13Dans une deuxième partie, la production numérique de chaque groupe a été présentée aux autres élèves, afin de préparer des arguments en fonction des positions à défendre au cours du débat. Les groupes y incarnaient des conseillers en développement durable de quatre partis politiques, nommés par des couleurs – red, blue, black et green party – et dont les orientations étaient différentes : par exemple, hostiles aux énergies fossiles mais favorables au nucléaire et aux énergies renouvelables (blue party) ou au contraire pour les énergies fossiles et nucléaire et moins enclins aux énergies renouvelables (black party).

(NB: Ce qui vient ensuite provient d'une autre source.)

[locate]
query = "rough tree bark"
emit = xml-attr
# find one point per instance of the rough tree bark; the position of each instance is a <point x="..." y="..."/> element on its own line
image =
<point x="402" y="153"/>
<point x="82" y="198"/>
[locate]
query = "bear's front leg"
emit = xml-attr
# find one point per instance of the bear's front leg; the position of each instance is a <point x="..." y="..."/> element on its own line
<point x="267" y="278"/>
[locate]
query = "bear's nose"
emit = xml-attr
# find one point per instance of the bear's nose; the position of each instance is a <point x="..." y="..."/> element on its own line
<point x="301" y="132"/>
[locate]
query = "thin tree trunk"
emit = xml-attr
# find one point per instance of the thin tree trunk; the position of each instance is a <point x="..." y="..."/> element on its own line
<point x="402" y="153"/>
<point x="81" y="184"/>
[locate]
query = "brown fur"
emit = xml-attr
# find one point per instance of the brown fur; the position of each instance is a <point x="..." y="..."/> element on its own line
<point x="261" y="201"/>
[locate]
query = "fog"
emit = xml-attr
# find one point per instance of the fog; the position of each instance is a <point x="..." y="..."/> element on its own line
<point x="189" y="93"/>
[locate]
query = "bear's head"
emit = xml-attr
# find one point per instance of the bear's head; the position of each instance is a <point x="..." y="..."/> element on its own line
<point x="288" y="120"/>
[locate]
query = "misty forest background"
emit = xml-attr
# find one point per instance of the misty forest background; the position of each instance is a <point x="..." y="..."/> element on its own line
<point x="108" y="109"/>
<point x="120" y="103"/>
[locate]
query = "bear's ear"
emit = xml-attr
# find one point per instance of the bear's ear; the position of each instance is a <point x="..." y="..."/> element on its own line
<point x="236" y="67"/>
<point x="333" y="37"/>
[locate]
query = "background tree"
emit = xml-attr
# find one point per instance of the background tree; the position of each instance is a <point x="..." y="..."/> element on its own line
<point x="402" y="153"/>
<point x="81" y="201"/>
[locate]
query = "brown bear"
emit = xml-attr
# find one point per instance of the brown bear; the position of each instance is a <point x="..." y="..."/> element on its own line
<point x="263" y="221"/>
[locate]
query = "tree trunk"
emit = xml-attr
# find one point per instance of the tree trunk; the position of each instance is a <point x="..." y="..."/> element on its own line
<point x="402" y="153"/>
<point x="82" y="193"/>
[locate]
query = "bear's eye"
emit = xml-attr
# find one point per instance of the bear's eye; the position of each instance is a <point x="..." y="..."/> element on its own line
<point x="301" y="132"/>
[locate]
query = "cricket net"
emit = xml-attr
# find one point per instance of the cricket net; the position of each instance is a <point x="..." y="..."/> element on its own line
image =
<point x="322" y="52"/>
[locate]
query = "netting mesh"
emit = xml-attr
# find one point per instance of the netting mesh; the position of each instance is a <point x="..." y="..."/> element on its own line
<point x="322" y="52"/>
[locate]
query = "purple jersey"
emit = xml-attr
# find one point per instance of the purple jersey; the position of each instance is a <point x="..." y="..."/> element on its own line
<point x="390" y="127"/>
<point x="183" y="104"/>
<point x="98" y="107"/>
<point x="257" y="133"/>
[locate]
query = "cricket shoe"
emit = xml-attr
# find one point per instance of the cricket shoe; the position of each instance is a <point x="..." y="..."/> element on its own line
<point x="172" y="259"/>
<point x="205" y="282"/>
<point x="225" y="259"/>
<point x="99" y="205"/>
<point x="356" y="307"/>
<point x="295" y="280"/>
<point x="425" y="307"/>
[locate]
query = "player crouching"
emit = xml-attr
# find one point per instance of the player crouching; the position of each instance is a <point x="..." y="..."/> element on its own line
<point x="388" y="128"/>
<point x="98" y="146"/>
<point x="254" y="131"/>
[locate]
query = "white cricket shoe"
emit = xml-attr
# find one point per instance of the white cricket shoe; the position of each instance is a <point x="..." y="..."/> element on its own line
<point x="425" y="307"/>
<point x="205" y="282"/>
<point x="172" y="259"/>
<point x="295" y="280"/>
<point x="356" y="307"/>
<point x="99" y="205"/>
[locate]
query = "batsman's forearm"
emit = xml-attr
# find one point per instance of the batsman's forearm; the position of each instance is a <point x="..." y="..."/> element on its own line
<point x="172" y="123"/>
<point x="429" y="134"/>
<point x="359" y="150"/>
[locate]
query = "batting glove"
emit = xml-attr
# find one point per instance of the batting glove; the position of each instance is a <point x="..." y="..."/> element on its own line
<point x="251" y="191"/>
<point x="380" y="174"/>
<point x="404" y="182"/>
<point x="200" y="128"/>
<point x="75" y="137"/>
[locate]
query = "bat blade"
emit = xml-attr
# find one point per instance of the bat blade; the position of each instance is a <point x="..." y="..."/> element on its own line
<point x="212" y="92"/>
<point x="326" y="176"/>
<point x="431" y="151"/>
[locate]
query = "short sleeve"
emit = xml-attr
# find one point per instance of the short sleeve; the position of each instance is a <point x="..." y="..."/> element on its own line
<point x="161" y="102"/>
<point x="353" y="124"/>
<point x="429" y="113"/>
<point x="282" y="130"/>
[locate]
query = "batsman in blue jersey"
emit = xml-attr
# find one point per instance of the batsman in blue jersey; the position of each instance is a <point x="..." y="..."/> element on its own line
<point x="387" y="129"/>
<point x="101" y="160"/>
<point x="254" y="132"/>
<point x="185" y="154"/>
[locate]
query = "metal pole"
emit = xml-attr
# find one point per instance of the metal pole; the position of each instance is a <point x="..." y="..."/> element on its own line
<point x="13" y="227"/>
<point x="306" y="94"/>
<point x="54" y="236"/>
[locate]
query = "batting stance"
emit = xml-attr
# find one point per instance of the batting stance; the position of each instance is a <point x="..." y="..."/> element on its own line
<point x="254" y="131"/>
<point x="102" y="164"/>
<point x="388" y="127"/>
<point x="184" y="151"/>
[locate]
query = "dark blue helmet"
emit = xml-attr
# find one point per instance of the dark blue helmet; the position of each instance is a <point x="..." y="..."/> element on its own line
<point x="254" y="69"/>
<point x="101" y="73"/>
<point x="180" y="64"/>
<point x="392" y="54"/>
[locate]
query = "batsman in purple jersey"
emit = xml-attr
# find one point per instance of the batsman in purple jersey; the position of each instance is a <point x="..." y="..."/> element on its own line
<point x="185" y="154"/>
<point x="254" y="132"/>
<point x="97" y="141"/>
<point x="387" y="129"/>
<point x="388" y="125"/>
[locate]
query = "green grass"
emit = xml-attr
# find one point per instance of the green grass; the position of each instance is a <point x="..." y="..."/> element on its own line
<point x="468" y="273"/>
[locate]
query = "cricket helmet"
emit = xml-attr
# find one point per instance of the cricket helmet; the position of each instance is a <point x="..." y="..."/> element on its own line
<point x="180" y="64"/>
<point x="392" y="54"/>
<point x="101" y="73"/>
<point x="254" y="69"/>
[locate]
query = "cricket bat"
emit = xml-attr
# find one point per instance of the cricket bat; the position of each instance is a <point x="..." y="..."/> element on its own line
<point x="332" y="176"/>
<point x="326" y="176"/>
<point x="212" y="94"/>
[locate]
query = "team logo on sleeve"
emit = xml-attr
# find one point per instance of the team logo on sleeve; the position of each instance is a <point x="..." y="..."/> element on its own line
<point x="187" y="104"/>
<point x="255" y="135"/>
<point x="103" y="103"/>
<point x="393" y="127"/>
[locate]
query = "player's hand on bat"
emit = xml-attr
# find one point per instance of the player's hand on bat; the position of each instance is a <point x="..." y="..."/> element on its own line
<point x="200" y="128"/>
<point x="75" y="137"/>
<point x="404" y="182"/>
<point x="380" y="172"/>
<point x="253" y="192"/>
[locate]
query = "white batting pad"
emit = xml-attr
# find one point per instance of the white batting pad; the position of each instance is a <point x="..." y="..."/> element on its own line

14La dernière partie, soit le débat, était bâtie autour de la question « quelle(s) énergie(s) pour demain ? ». Le modérateur était le professeur de la classe de 3e devant laquelle les 2ndes devaient débattre. Ils exposaient leurs positions puis répondaient aux questions des 3es. Ils pouvaient consulter l’ensemble des Prezi sur des tablettes connectées à internet. Pour vérifier l’équité du temps de parole de chaque parti, il était comptabilisé par un professeur grâce à l’application « Contrôle du temps de parole ». Puis les élèves de 3e se prononçaient sur la rigueur de l’argumentation scientifique et sur la clarté de la communication de chaque parti politique. Plickers a permis de projeter un questionnaire avec les quatre possibilités de choix entre A, correspondant aux deux critères remplis et D à aucun critère rempli. Les 3e présentaient un QR code qu’ils orientaient selon la lettre de leur choix. Leurs réponses étaient scannées via l’appareil photographique d’un Smartphone connecté à internet. Selon le même principe, une élection finale a eu lieu, chaque parti étant désigné par une lettre. La projection des résultats a ouvert une discussion sur les critères de choix des électeurs.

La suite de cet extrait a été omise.